On the “Completing the New Simple Volume Wizard” page, click “Finish” to complete the creation of the new volume.
Our new volume will now be visible in the Windows File Explorer, highlighted by the Label and Drive Letter we set during the creation wizard. In this example, we have our “X:” drive labelled as “FileShare”.
Configure vSAN Policy for the Volume Gateway VM
The last step we should make to follow AWS best practices is to reserve all disk space for the Volume Gateway cache and upload buffer disks. AWS recommends to create cache and upload buffer disks with Thick Provisioned format. As we are leveraging vSAN in VMC we don’t have Thick Provisioning available in the traditional sense. We must use Storage Policies to reserve all disk space for the disks. The first step is to go into our vSphere Client and select “Policies and Profiles” from the main Menu.
In the “Policies and Profiles” page, under “VM Storage Policies”, select “Create VM Storage Policy”.
In the “Create VM Storage Policy”, select a name for the policy and click “Next”.

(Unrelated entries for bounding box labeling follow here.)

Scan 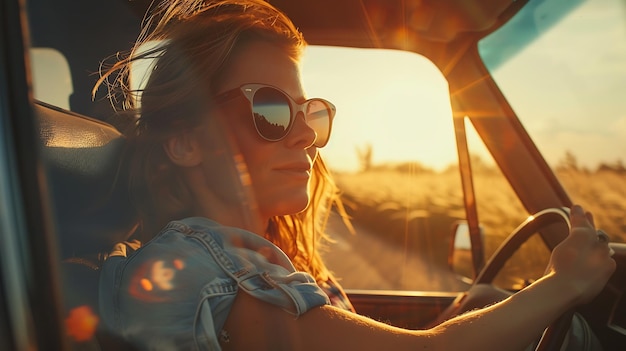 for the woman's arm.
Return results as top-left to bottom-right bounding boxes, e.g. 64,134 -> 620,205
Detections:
222,206 -> 615,351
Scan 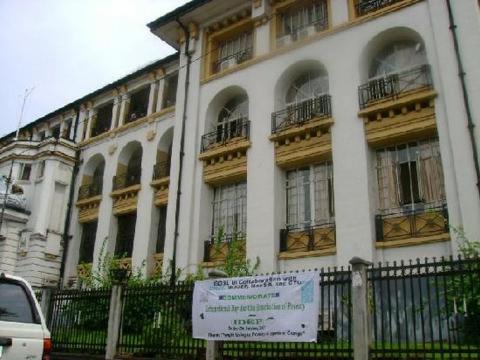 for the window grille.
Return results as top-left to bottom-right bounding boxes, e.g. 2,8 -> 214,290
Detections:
286,162 -> 335,229
212,182 -> 247,237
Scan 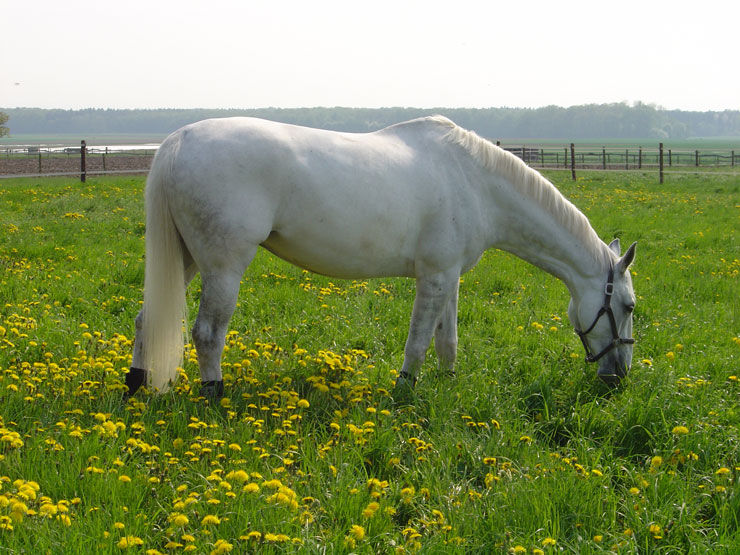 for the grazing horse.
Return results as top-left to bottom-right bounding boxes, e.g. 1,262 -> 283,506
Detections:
126,117 -> 635,396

In the “Policy Structure” window, set the flag on “Enable rules for vSAN storage”, then click “Next”.
In the vSAN window, under “Availability” configuration, we can leave the default settings and switch to the “Advanced Policy Rules” tab.
Once in the “Advanced Policy Rules” tab, we can change the “Object space reservation” field to “Thick provisioning”, leaving all the other fields at their defaults. Then, click “Next”.
Select the “WorkloadDatastore” and click “Next”.
In the next window we can review all the settings we have made and click “Finish”.
We can now move to our Volume Gateway Virtual Machine and select “Edit Settings…” under the “ACTIONS” Menu.
Under the “Virtual Hardware” tab, we can now select the hard disks we assigned to the Volume Gateway as the cache and upload buffer volumes, and assign these the newly created Storage Policy. Once done, click “OK”. This will pre-assign all the configured disk space to both disks, replacing the default thin provisioning based policy.
One last important thing to mention is how we can save the data hosted in Volumes we create and expose through the Volume Gateway. All the options we have are available in the AWS Console, Storage Gateway services, under “Volumes”. Selecting the Volume we want to work on, under the “Actions” menu we have the option to create an on-demand backup with the AWS Backup managed service, to create a Backup plan with AWS Backup, or to create EBS snapshot (hosted in S3). Snapshots enable us to restore a Volume to a specific point in time, or to create a new Volume based on an existent snapshot.
This concludes this post.
We have created a Volume Gateway in VMware Cloud on AWS, delivering block disk devices based on iSCSI to our workloads, leveraging S3 as the backend storage.
A volume gateway provides cloud-backed storage volumes that you can mount as Internet Small Computer System Interface (iSCSI) devices from your application servers hosted in VMware Cloud on AWS.